"""
Assign boreholes to the nearest city cloud
==========================================

This example teaches how to use GeoPrior's
``assign-boreholes`` build utility.

Unlike the earlier builders in ``tables_and_summaries``, this command
is not about sampling, clustering, or extracting one subset from a
single city table. Instead, it solves a very practical multi-city
integration task:

**given one borehole or external-validation table, decide which city
point cloud each borehole belongs to.**

Why this matters
----------------
Nearest-city assignment is useful when you need to:

- separate one mixed validation file into per-city subsets,
- route boreholes to the right Stage-1 processed footprint,
- compare full-city validation metrics city by city,
- inspect which boreholes sit close to the boundary between cities,
- or prepare later command-line workflows that expect one file per city.

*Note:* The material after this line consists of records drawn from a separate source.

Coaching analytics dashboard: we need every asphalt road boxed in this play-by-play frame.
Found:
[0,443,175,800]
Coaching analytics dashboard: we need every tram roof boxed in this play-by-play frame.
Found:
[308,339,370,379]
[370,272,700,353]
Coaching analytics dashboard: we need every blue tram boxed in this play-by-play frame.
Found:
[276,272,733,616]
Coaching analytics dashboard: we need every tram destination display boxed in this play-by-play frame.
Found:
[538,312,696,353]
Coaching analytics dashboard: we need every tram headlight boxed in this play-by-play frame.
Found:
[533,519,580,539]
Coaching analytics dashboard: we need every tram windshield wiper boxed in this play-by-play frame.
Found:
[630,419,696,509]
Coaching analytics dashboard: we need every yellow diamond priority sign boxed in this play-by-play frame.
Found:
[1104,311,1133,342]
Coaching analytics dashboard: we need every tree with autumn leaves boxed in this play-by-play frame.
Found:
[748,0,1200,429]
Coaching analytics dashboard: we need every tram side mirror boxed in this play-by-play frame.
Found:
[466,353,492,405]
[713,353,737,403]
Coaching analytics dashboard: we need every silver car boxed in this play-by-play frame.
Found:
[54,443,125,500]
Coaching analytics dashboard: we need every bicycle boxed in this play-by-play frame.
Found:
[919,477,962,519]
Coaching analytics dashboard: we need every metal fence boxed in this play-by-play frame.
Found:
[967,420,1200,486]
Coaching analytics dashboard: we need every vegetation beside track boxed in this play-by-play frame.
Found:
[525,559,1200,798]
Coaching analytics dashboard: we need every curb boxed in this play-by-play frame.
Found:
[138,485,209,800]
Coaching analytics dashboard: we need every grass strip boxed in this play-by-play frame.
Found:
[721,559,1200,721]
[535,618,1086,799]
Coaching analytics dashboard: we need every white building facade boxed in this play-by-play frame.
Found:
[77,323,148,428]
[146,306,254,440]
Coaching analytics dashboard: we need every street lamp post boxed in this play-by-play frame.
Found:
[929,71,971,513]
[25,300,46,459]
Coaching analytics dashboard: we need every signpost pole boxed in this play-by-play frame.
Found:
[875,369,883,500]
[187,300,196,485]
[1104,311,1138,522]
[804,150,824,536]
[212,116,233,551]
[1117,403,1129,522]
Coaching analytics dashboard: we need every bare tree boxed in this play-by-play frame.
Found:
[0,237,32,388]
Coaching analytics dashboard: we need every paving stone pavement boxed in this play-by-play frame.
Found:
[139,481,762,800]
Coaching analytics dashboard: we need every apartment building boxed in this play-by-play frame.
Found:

That is exactly what ``assign-boreholes`` is for.

What this lesson teaches
------------------------
We will:

1. build two realistic synthetic city clouds,
2. save them into Stage-1-like folders,
3. create one synthetic borehole validation table,
4. run the real ``assign-boreholes`` command,
5. inspect the combined and per-city CSV outputs,
6. visualize the nearest-city assignment,
7. finish with direct command-line examples.
"""

# %%
# Imports
# -------
# We call the real production CLI entrypoint from the project code.
# For the synthetic city geometry, we reuse the shared spatial-support
# helpers instead of drawing arbitrary random points.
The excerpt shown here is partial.